Le paradoxe réside bien dans la démarche qui consiste à dire extra-judiciaire ce que certains juristes ne veulent pas laisser leur échapper, comme si une relation devenue conflictuelle et potentiellement judiciarisable appartenait au monde du droit.

L’argument financier de moindres dépenses n’est certainement pas un argument pertinent : ça se saurait si les parties étaient plus intéressées par le fait de ne pas dépenser que par la motivation émotionnelle de donner une leçon à l’autre en même temps que de l’entraîner dans une procédure coûteuse. C’est donc sur ce qui motive qu’il convient de travailler et ce qui motive est la confusion pascalienne : la raison du coeur, l’exercice du plus malin ou du plus fort, ce qui fait bouger, se mouvoir, l’émotion…

Pour les petits entrepreneurs qui font appel à l’entremise d’un tiers moralisateur, les autorités religieuses, c’est bien le témoignage de leurs aspirations à trouver un accord.
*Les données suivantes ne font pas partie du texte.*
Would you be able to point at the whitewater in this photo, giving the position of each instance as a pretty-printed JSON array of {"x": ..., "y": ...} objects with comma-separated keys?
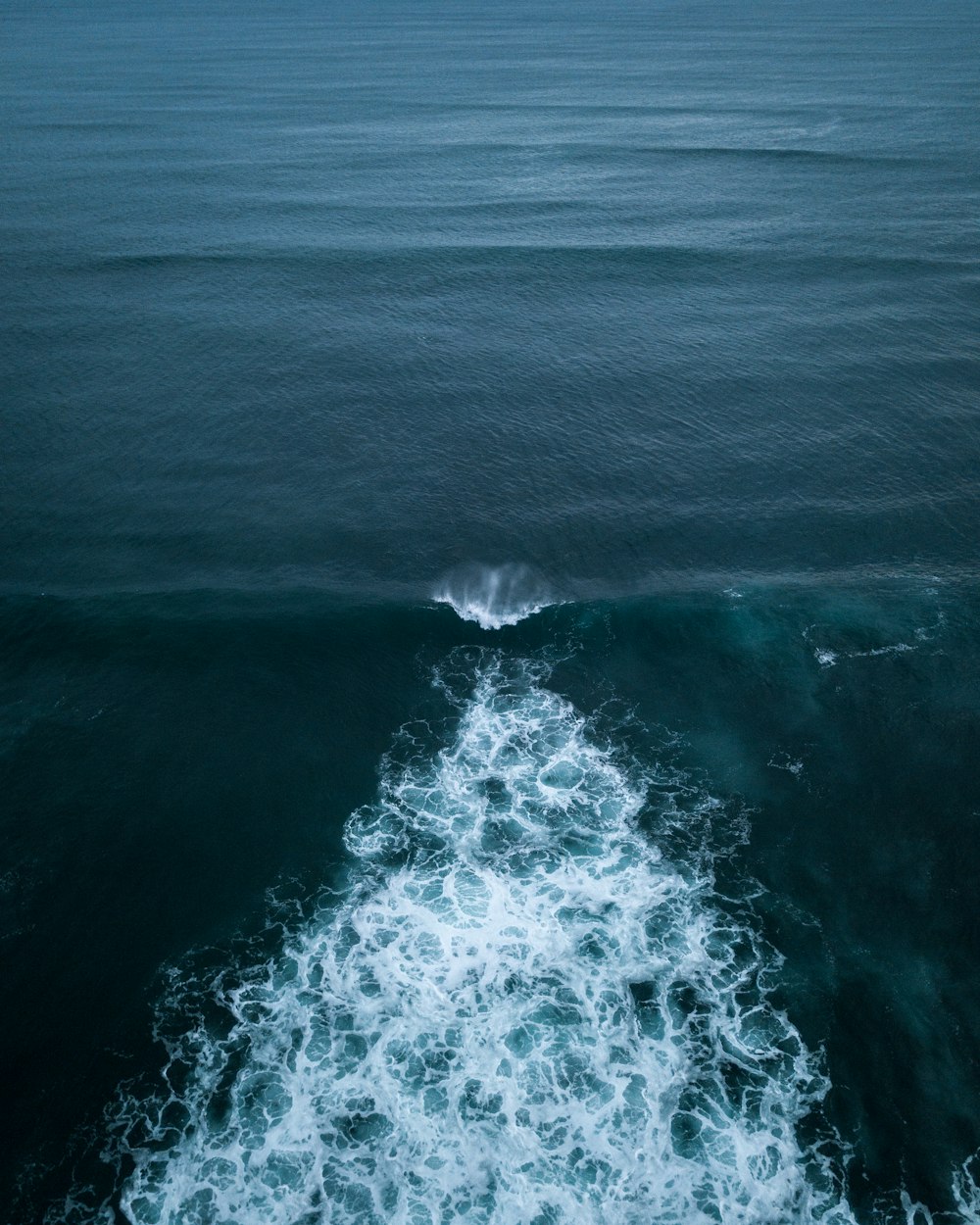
[{"x": 519, "y": 1010}]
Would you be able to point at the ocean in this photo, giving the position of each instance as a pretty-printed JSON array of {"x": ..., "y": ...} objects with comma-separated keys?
[{"x": 490, "y": 612}]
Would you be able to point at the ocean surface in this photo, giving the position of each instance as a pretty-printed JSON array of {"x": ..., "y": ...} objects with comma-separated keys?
[{"x": 490, "y": 612}]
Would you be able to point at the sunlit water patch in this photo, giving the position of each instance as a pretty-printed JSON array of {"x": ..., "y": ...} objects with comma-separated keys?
[{"x": 520, "y": 1012}]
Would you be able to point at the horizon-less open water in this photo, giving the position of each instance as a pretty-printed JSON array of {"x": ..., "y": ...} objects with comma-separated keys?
[{"x": 489, "y": 601}]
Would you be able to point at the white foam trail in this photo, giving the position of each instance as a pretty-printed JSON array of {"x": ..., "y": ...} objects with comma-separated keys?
[
  {"x": 494, "y": 596},
  {"x": 522, "y": 1014}
]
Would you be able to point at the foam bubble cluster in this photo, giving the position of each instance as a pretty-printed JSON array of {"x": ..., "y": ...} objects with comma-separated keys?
[
  {"x": 520, "y": 1014},
  {"x": 494, "y": 596}
]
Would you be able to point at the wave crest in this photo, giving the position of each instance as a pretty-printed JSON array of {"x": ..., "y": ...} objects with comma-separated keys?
[{"x": 494, "y": 596}]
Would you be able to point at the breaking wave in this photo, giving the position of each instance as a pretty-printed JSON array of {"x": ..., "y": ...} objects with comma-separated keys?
[
  {"x": 519, "y": 1012},
  {"x": 494, "y": 596}
]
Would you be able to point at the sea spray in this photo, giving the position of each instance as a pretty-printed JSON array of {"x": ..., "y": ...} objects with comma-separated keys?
[
  {"x": 520, "y": 1012},
  {"x": 494, "y": 596}
]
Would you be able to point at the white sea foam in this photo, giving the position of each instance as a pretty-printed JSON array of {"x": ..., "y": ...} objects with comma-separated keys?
[
  {"x": 494, "y": 596},
  {"x": 522, "y": 1014}
]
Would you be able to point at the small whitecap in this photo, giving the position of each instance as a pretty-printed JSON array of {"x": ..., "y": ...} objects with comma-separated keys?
[{"x": 494, "y": 597}]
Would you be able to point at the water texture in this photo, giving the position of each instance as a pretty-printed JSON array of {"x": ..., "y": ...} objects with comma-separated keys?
[{"x": 589, "y": 392}]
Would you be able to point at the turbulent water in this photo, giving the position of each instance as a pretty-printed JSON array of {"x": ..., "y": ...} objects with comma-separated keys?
[
  {"x": 520, "y": 1012},
  {"x": 489, "y": 612}
]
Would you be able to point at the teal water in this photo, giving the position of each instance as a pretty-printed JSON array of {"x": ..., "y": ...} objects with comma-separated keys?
[{"x": 489, "y": 613}]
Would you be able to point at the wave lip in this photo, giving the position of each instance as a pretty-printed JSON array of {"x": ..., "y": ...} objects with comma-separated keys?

L’absence d’efficacité de cette pratique n’entame en rien la recherche des parties, elle pointe seulement ce qui est déjà fait par ailleurs, le besoin de méthodes, de processus de ceux qui veulent exercer en médiation. Ainsi, dans tous les cas, la médiation ne doit pas être conçue comme un moyen au service de l’appareil judiciaire, ni dépendant de lui, mais un moyen au service des citoyens, relevant de la société civile.

Le manque d'imagination conduit l'université saint-joseph à surfer sur le partenariat de l'école catholique en reprenant des mots clés de l'EPMN et de la CPMN
Le manque d’imagination conduit l’université saint-joseph à surfer sur le partenariat de l’école catholique en reprenant des mots clés de l’EPMN et de la CPMN

L’imitation n’est pas non plus un instrument de garantie de compétences, au contraire

Enfin, j’ai remarqué le langage tenu par le centre catholique libanais, à Beyrouth, qui anime cette conférence et il m’a été déjà désagréable de devoir intervenir auprès de lui pour lui demander de cesser d’utiliser le référentiel de l’EPMN et de la CPMN. Le fait de l’utiliser ne lui donne pas les compétences et les exigences que nous affirmons, notamment la laïcité qui lui échappe.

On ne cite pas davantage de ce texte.